Encounter an exception: Query would require a scan without a limit on table(s)


Good to know, thanks.

We are looking in the bug you ran into with the INT field group by. Will let you know what we find.

As far as your second question goes around the Exception: Query would require a scan without a limit on table(s): f_flow. You have run into our watchdog. This is our current way to protect our users from themselves.
We have heuristics in our code that identify query patterns that we think will take an unreasonable amount of time to run, and rather than letting them run we put out notification like this one.

In your case here you have an option to disable watchdog (by adding parameter enable-watchdog=false on server startup), as it is not like you have billions of record to churn through ,and allow this query to run.

We also have a dynamic watchdog system, which we are transitioning to, where rather than failing due to a heuristic, it will let a query run. Then, only if the query takes too long, will the dynamic watchdog time the query out.

On a separate note the core reason for the watchdog heuristic triggering for this particular pattern is being worked on at the moment so hopefully will not need to be guarded in the near future.
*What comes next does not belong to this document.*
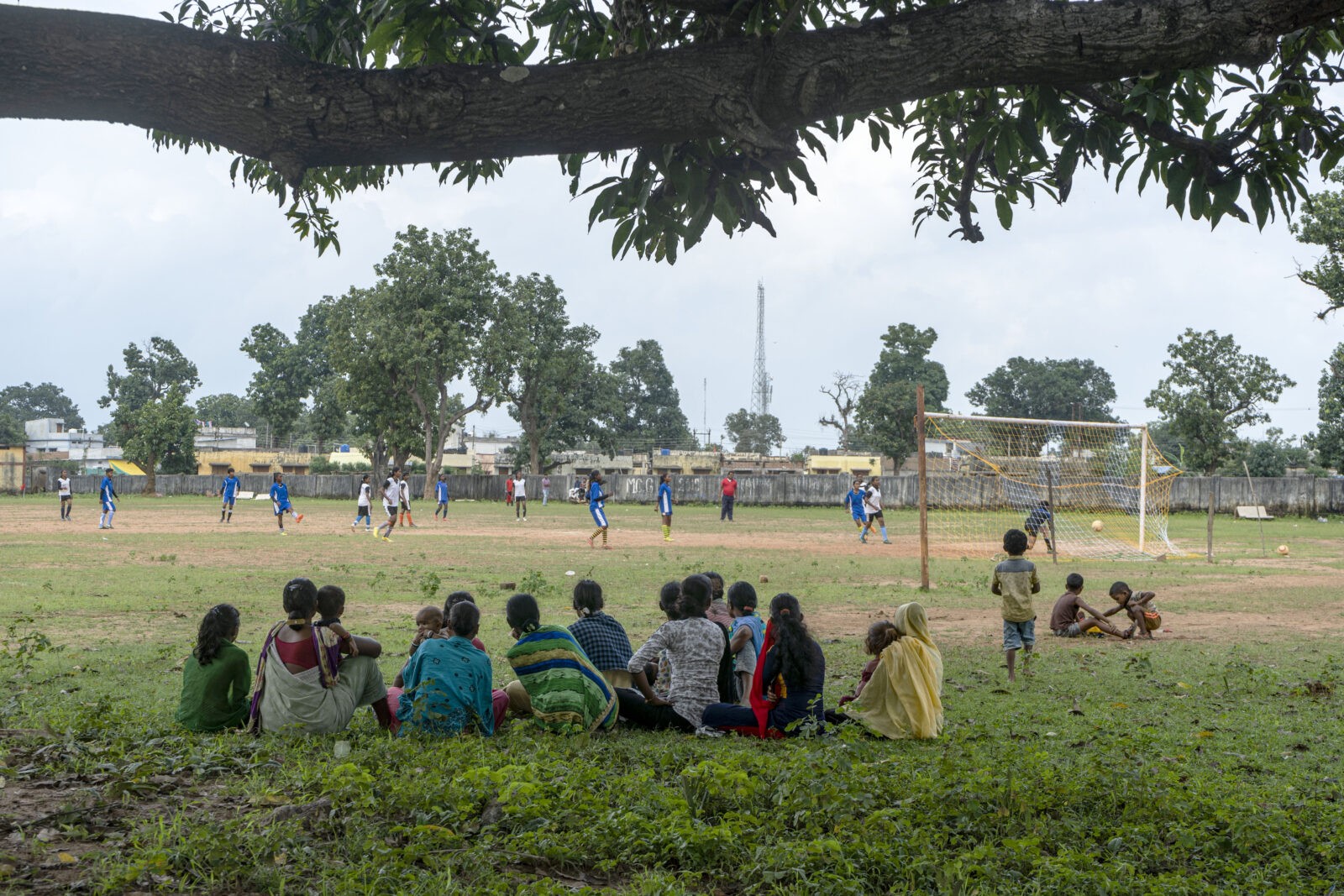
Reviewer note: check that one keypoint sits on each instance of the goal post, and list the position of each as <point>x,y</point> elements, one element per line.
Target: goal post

I get, Thanks for your work.


When you say we can set enable-watchdog=false, where? I’m sorry because this is probably really apparent to everyone else.

The way I start the mapd server is systemctl start mapd_server and of course systemctl doesn’t recognize the parameter --enable-watchdog=false.



Parameters like enable-watchdog=false should be set in your mapd.conf file.

More details are available here


What's the use of scan_limit ?

Excellent. That worked. I had read and searched the linked document before, but it didn’t include enable-watchdog as a parameter. I should have tried it anyways. Thank you again.